Question

For real numbers $x$ and $y$, we write $xRy\iff x-y+\sqrt{2}$ is an irrational number. Then the relation $R$ is

• A. Reflexive
• B. Symmetric
• C. Transitive
• D. None of these

Answer 1

The correct option is A Reflexive

Given $x$ and $y$ are real numbers.

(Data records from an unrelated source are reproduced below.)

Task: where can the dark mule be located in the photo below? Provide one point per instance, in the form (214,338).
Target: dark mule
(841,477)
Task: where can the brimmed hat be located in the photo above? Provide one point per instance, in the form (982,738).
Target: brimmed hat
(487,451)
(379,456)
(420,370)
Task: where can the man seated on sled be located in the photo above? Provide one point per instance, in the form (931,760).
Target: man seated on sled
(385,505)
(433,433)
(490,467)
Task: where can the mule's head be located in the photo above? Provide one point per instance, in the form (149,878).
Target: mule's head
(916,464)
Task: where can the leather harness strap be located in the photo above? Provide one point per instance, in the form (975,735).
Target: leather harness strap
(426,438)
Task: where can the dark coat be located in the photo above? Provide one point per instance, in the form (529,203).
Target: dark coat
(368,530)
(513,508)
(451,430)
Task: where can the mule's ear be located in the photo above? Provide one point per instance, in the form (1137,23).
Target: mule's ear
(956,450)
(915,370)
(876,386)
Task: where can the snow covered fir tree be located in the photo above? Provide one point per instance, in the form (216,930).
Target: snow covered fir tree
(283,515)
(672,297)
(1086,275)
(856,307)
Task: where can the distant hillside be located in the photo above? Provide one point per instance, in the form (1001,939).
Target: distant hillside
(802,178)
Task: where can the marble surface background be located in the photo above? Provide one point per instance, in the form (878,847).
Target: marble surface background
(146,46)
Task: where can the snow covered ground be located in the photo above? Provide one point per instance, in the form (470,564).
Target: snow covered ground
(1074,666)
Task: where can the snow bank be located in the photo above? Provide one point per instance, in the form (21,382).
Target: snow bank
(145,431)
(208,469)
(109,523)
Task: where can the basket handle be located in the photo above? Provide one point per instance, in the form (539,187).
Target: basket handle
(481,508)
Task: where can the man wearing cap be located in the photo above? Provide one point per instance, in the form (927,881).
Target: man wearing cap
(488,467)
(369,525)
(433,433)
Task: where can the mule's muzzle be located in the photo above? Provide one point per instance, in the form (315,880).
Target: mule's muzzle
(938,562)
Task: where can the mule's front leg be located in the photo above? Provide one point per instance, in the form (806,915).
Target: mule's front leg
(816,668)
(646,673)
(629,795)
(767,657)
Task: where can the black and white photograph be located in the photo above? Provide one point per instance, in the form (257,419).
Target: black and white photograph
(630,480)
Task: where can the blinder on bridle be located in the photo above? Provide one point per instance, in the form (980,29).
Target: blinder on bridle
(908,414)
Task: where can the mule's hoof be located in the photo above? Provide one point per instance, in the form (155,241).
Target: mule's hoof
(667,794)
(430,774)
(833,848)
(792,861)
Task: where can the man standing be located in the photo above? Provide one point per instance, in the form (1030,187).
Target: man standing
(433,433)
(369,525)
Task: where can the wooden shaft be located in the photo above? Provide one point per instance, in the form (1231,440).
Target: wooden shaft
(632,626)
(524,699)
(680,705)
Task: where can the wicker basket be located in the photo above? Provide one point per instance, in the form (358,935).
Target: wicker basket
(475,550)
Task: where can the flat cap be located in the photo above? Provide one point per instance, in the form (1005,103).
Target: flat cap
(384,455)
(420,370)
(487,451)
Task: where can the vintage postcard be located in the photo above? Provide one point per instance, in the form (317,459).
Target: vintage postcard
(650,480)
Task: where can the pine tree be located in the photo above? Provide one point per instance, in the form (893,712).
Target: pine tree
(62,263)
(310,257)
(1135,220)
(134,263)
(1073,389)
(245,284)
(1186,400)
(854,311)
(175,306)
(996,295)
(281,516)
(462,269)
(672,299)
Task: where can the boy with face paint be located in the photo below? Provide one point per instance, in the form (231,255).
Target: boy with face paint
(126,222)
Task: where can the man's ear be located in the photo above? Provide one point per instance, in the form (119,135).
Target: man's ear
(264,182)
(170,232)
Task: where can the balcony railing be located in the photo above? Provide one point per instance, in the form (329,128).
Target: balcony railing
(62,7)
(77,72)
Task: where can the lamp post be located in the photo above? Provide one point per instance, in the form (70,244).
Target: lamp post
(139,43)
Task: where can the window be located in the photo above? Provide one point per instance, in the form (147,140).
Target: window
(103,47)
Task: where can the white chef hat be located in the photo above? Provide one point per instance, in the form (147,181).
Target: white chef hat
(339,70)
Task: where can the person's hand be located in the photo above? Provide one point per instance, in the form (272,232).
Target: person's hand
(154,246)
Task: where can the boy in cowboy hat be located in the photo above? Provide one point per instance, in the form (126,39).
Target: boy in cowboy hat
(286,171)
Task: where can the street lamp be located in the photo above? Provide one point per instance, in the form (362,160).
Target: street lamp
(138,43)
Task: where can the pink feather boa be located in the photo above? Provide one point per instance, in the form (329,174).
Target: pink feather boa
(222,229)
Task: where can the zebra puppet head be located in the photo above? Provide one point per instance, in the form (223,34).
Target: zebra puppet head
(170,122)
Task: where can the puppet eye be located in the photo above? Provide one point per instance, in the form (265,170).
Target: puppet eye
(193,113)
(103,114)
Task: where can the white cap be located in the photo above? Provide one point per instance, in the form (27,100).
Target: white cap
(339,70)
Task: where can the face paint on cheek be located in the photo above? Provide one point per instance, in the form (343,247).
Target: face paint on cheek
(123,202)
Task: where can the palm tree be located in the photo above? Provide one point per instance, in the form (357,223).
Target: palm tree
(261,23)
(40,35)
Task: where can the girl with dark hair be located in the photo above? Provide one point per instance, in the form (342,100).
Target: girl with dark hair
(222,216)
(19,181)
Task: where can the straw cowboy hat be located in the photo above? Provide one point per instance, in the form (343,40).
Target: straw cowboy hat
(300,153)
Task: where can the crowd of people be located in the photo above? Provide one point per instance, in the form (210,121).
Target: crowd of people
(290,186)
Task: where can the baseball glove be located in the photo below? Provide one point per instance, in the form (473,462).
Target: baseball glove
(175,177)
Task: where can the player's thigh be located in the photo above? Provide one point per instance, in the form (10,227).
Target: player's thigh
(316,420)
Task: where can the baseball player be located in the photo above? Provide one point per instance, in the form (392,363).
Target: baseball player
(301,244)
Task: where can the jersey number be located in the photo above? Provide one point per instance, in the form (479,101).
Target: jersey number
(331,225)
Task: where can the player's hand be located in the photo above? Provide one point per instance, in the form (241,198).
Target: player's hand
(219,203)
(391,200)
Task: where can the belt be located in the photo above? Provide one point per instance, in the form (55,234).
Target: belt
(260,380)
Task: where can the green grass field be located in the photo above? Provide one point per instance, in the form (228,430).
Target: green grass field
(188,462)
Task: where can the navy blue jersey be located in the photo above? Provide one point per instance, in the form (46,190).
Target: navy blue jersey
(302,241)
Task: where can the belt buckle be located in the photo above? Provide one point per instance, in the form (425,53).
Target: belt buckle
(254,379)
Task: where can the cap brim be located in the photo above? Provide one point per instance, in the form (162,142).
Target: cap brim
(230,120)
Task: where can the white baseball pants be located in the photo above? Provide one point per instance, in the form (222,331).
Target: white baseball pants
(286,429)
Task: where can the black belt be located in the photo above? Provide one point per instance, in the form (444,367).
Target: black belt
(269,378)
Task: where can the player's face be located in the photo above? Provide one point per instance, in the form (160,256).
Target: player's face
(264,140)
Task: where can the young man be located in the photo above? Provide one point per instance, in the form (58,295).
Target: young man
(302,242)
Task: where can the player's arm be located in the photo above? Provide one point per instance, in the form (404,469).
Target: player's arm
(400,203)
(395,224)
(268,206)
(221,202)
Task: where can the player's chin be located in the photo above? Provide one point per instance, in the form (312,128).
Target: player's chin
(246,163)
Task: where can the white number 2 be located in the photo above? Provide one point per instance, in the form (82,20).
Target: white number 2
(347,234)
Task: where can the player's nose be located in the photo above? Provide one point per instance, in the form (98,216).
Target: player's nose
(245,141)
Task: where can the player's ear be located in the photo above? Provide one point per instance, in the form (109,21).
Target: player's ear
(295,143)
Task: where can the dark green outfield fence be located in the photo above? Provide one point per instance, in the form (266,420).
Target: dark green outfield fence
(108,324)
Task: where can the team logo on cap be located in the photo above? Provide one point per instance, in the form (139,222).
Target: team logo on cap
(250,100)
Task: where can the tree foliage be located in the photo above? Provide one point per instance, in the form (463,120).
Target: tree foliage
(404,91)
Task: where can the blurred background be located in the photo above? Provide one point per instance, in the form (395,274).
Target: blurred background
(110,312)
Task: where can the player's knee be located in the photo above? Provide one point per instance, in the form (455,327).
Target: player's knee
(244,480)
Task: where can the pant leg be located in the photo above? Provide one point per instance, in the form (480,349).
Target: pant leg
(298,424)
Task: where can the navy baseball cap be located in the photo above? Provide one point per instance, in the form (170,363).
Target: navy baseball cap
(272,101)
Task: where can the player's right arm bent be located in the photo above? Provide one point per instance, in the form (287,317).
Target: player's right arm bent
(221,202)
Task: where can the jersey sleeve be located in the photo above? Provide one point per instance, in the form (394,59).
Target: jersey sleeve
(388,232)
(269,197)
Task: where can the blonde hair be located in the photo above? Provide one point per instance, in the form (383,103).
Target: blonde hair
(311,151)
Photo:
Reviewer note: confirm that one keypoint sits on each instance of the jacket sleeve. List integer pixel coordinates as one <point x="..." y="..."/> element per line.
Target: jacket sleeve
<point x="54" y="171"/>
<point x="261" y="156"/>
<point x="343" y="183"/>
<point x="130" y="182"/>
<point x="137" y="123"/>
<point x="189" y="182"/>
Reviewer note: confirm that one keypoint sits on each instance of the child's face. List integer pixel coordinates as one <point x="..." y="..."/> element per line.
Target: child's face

Relation is $x-y+\sqrt{2}$ is irrational.

A relation $R$ in $A$ is said to be reflexive, if $(x,x)\in R$ for every $x\in A$.

Putting $y=x$ , $x-x+\sqrt{2}=\sqrt{2}$ which is irrational. Hence the relation is reflexive.

A relation $R$ in $A$ is said to be symmetric, if $(x,y)\in R⟹(y,x)\in R$ for $x,y\in A$.

Let $x=\sqrt{2}$ and $y=1$. Then $x-y+\sqrt{2}=\sqrt{2}-1+\sqrt{2}=2\sqrt{2}-1$. This is an irrational number.

Now put $x=1$ and $y=\sqrt{2}$, then $x-y+\sqrt{2}=1-\sqrt{2}+\sqrt{2}=1$ This is rational number.

Hence relation is not symmetric.

A relation $R$ in $A$ is said to be transitive, if $(x,y)\in R$ and $(y,z)\in R⟹(x,z)\in R$ for all $x,y,z\in A$.

Let $x=1,y=2\sqrt{2},z=\sqrt{2}$.

$x-y+\sqrt{2}=1-2\sqrt{2}+\sqrt{2}=1-\sqrt{2}$ is irrational.

$y-z+\sqrt{2}=2\sqrt{2}-\sqrt{2}+\sqrt{2}=2\sqrt{2}$ is irrational.

$x-z+\sqrt{2}=1-\sqrt{2}+\sqrt{2}=1$ rational.

Hence relation is not transitive.